If you are using the repo docker-compose.yml Postgres service:
docker compose exec -T postgres sh -lc \
"pg_dump -U decisiongraph -d decisiongraph_beam_dev --format=custom -f /tmp/decisiongraph_beam_dev.dump"
docker compose cp postgres:/tmp/decisiongraph_beam_dev.dump backups/decisiongraph_beam_dev.dump
For a self-hosted non-dev database, replace decisiongraph_beam_dev with your actual runtime database name.
This container-side file workflow is the safest default on Windows.
PowerShell redirection can corrupt pg_dump --format=custom archives if you stream them directly to a host file.

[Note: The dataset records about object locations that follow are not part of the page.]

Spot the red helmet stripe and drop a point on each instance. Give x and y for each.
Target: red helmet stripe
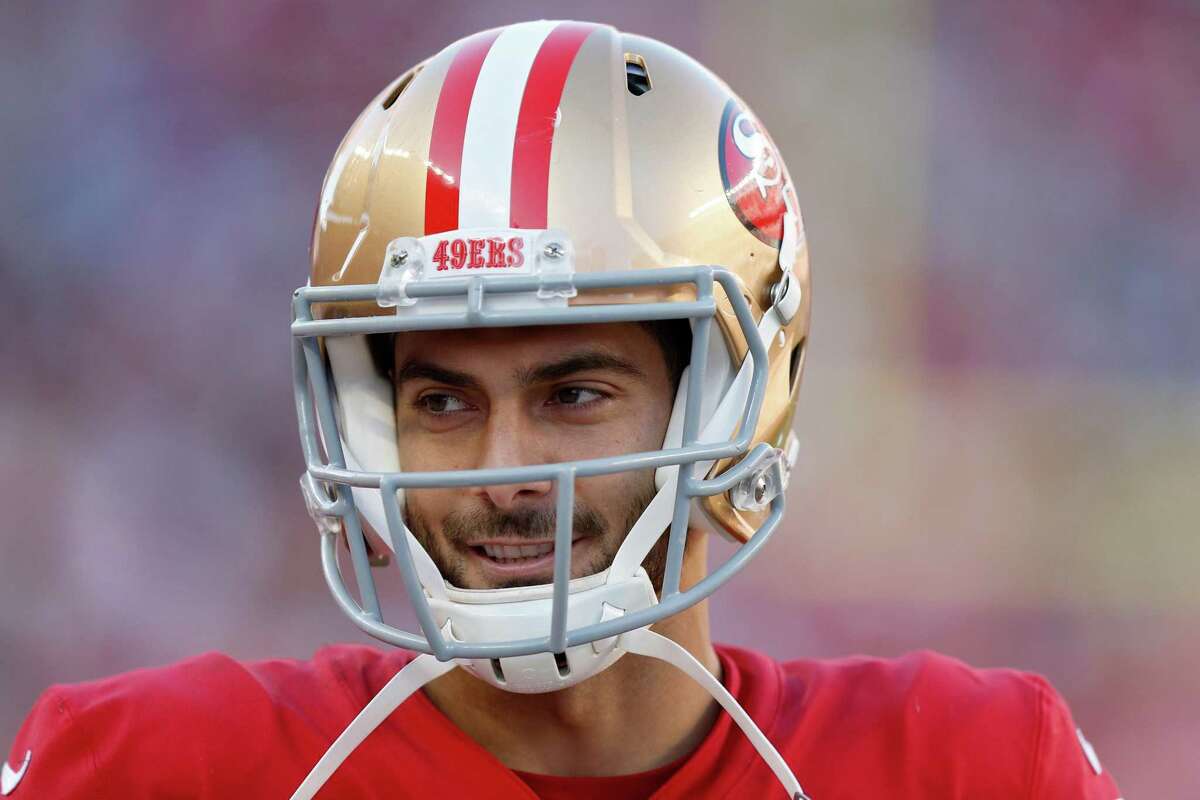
(449, 127)
(537, 121)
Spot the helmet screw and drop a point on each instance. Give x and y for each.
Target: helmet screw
(780, 289)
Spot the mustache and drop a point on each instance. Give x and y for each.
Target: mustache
(465, 527)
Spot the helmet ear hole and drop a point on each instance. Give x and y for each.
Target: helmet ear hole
(793, 366)
(401, 85)
(637, 77)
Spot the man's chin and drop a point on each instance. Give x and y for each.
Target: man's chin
(588, 557)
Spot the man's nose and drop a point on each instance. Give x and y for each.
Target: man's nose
(508, 445)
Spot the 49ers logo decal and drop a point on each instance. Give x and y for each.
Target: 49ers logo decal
(753, 174)
(479, 253)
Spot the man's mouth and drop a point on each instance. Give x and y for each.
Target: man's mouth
(516, 553)
(521, 558)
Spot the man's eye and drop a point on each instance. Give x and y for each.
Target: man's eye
(441, 403)
(576, 396)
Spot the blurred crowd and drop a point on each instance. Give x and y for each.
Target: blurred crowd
(1002, 409)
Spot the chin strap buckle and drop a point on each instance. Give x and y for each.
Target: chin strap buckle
(325, 511)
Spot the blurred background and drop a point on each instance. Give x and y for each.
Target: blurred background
(1001, 414)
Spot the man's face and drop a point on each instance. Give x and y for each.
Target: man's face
(509, 397)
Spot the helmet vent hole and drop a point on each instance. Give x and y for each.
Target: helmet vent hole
(637, 77)
(793, 365)
(401, 85)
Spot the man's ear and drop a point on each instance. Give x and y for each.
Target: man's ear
(378, 554)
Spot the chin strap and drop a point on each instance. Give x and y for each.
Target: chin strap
(425, 668)
(646, 642)
(415, 674)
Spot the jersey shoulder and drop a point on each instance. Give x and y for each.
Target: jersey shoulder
(197, 723)
(937, 725)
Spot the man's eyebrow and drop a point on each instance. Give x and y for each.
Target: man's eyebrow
(576, 362)
(414, 368)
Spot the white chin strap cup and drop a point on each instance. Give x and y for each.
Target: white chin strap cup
(642, 642)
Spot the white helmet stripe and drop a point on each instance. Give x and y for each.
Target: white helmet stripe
(486, 178)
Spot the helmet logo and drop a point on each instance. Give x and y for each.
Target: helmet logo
(753, 174)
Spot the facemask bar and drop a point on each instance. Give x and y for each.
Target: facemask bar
(310, 373)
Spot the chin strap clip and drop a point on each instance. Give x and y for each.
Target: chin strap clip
(646, 642)
(768, 480)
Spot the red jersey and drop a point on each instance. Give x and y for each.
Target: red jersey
(922, 726)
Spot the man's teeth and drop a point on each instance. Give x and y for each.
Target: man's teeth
(511, 552)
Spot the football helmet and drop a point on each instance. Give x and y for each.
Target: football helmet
(552, 173)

Recommended Backup Metadata¶
Record these values with every backup:
- timestamp
- git SHA or release tag
- database name
- deployment environment
- whether the backup was scheduled, manual, or pre-upgrade
That metadata makes restore and rollback decisions much safer.
Restore Procedure¶
- stop the DecisionGraph application or block writes
- confirm the target database name and the backup artifact you intend to restore
- restore the dump into the target PostgreSQL database
- restart DecisionGraph
- run health and projection checks
- rebuild projections only if the restored state is missing or untrusted
Example restore with host tooling:
pg_restore \
--clean \
--if-exists \
--no-owner \
--no-privileges \
--dbname="$DATABASE_URL" \
backups/decisiongraph_beam_dev.dump
Post-Restore Verification¶
After restore, verify:
GET /api/healthzreturns200GET /api/v1/projections/healthsucceeds for the expected tenant- the operator console loads
- recent traces and workflow items look plausible for the restored point in time
When To Rebuild Projections¶
Restore should normally keep projection tables. Rebuild is appropriate when:
- the backup intentionally excluded derived projection tables
- projection tables restored, but their correctness is in doubt
- a known projection bug requires recomputation
Rebuild is not a substitute for restoring the event log.
Workflow And Audit Exports¶
Exports are useful for evidence handling and external review, but they are not sufficient disaster-recovery artifacts.
Treat exports as:
- useful companions to the backup set
- not replacements for PostgreSQL dumps
Restore Drill Expectations¶
At least periodically, practice this on a non-primary environment:
- restore the latest backup
- start the runtime
- run the smoke tests from
docs/operations/SELF_HOSTED_INSTALL.md - confirm projection health is current or successfully rebuildable
- record any manual steps that were unexpectedly required
If a restore needs tribal knowledge, the runbook is not good enough yet.